A Mathematical Model to Consider the Pulse-Like Earthquake Effects in Seismic Design Spectrums Based on Strong Motions of Iran

The purpose of this research is to generate a pulse-like acceleration spectrum from the horizontal component of a non-pulse-like acceleration spectrum. Three different methods have been used for this purpose. Therefore, 63 accelerograms were selected from 450 recorded accelerograms in the near-field and according to the pulse-like and near-
fault acceleroram criteria. The geological location of the stations is based on the data published by BHRC (Building and Housing Research Center). Required corrections have been applied in the frequency and time range of the used accelerograms, their values have been scaled to 1 g, and the spectrum of each of the accelerograms is calculated. Computing and modeling of pulse-like coefficients of the accelerograms have been done using three statistical methods as follows:1) Representing the average for ratios of acceleration spectrum of horizontal components, which are perpendicular along the fault, to the non-pulse-like acceleration spectrum of horizontal components for the same accelerogram, for all of the rock and soil type data, individually. 2) Representing the average for the ratios of acceleration spectrum for horizontal components of non-pulse-like accelerograms, which are perpendicular along the fault, to the acceleration spectrum horizontal components of non-pulse-like accelerogram that is recorded in another station. 3) The average for the ratio of acceleration spectrum for vertical component, to the acceleration spectrum of the horizontal component perpendicular along the fault, for the same pulse-like accelerogram.

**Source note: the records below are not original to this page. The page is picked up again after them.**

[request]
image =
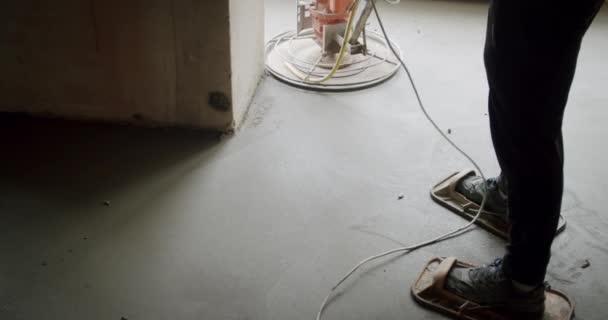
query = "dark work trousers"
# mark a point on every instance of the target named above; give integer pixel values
(530, 55)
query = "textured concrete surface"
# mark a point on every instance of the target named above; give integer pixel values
(262, 224)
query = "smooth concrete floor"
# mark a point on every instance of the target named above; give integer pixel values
(262, 224)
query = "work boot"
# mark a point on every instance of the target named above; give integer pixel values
(473, 187)
(489, 286)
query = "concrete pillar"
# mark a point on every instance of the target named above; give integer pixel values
(190, 63)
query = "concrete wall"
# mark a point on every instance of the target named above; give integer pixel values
(247, 51)
(164, 62)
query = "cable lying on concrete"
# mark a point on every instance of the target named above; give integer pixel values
(435, 240)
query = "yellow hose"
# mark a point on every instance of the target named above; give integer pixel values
(353, 12)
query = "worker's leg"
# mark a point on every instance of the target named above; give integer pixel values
(531, 54)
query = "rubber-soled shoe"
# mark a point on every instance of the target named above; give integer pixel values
(489, 286)
(473, 188)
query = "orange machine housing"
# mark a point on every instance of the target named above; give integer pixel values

Due to the scattering of data and their shortage, especially in sites of groups 3 and 4, the outputs of these two groups are combined and represented as the group of soil, and the outputs recorded in the sites of groups 1 and 2 are also combined and represented as a rock group representative. Then, a comparison was made between the correction coefficients of the obtained spectra and the coefficient N introduced in the 2800 buildings standard in Iran. Errors in each method have been determined and appropriate mathematical models are presented for the 50% balance in each of the three methods. Then, the coefficients obtained from the methods are applied to the non-pulse-like spectrums and are compared with the recorded pulse-like spectrums. The following results have been obtained from these studies:- The proposed mathematical models for modification of the design spectrum in each of the methods have a fairly high accuracy and reliability; however, these methods have considerable differences compared to the Iran's 2800 standard of buildings.
- The basis and criterion for obtaining the N coefficient in Iran's 2800 standard is not known, whereas by applying this coefficient it can be said that the effects of the near-field have been applied. It is suggested that this issue is addressed in revision of Iran's 2800 standard.
- The natural period of the structures designed by the regulations (short and medium order construction structures) is usually less than 2 seconds. In this interval, the proposed coefficient of the regulations and the proposed coefficient models presented in this study have the largest differences in relation to each other.
- The N coefficient always increases after a period of 0.5 seconds for up to 4 seconds, after which it remains constant, which is very conservative and irrational. While in the first and second methods suggested in this study, the slope of the curve is descending from a certain periodic range. This part confirms the justification of the applied procedures too.
- Error values are presented separately for each method. In the model provided for the soil, the error value is slightly higher than the rock model.
- The magnitude of the error is mostly positive in many periods, which means that the domains of the proposed models of the N coefficient are less.
- The absolute and relative errors in the first method are about 0.33 and 5%, and for the second method, it is equal to 0.05% and 15% respectively.
- Among the results of the three methods carried out at 50% level, the first and second methods have a much better and more reliable consistency than the third method, and also compared to the 2800 standard.
- As one of the most important results of this research, it can be stated that the results of the third method presented in these studies has no logical connection with the pulse-like accelerograms to be used to understand the N coefficient.
- According to the comparisons, from the first and second methods, the results of the first method are found more countable. The reason for this is the insignificant difference between the pulse-like modeled spectrum by the application of this coefficient (N) in the proposed model and the pulse-like spectrum of the real records obtained from the earthquakes.